Results: In 2008 through 2014, 2 962 554 hospitalizations for HF, 1 229 939 for AMI, and 2 544 530 for pneumonia were identified at 5016, 4772, and 5057 hospitals, respectively. In January 2008, mean hospital 30-day RARRs and 30-day RAMRs after discharge were 24.6% and 8.4% for HF, 19.3% and 7.6% for AMI, and 18.3% and 8.5% for pneumonia. Hospital 30-day RARRs declined in the aggregate across hospitals from 2008 through 2014; monthly changes in RARRs were -0.053% (95% CI, -0.055% to -0.051%) for HF, -0.044% (95% CI, -0.047% to -0.041%) for AMI, and -0.033% (95% CI, -0.035% to -0.031%) for pneumonia. In contrast, monthly aggregate changes across hospitals in hospital 30-day RAMRs after discharge varied by condition: HF, 0.008% (95% CI, 0.007% to 0.010%); AMI, -0.003% (95% CI, -0.005% to -0.001%); and pneumonia, 0.001% (95% CI, -0.001% to 0.003%). However, correlation coefficients in hospitals' paired monthly changes in 30-day RARRs and 30-day RAMRs after discharge were weakly positive: HF, 0.066 (95% CI, 0.036 to 0.096); AMI, 0.067 (95% CI, 0.027 to 0.106); and pneumonia, 0.108 (95% CI, 0.079 to 0.137). Findings were similar in secondary analyses, including with alternate definitions of hospital mortality.
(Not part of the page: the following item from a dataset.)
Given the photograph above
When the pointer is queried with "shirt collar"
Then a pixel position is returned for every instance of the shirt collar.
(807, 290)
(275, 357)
Conclusions and relevance: Among Medicare fee-for-service beneficiaries hospitalized for heart failure, acute myocardial infarction, or pneumonia, reductions in hospital 30-day readmission rates were weakly but significantly correlated with reductions in hospital 30-day mortality rates after discharge. These findings do not support increasing postdischarge mortality related to reducing hospital readmissions.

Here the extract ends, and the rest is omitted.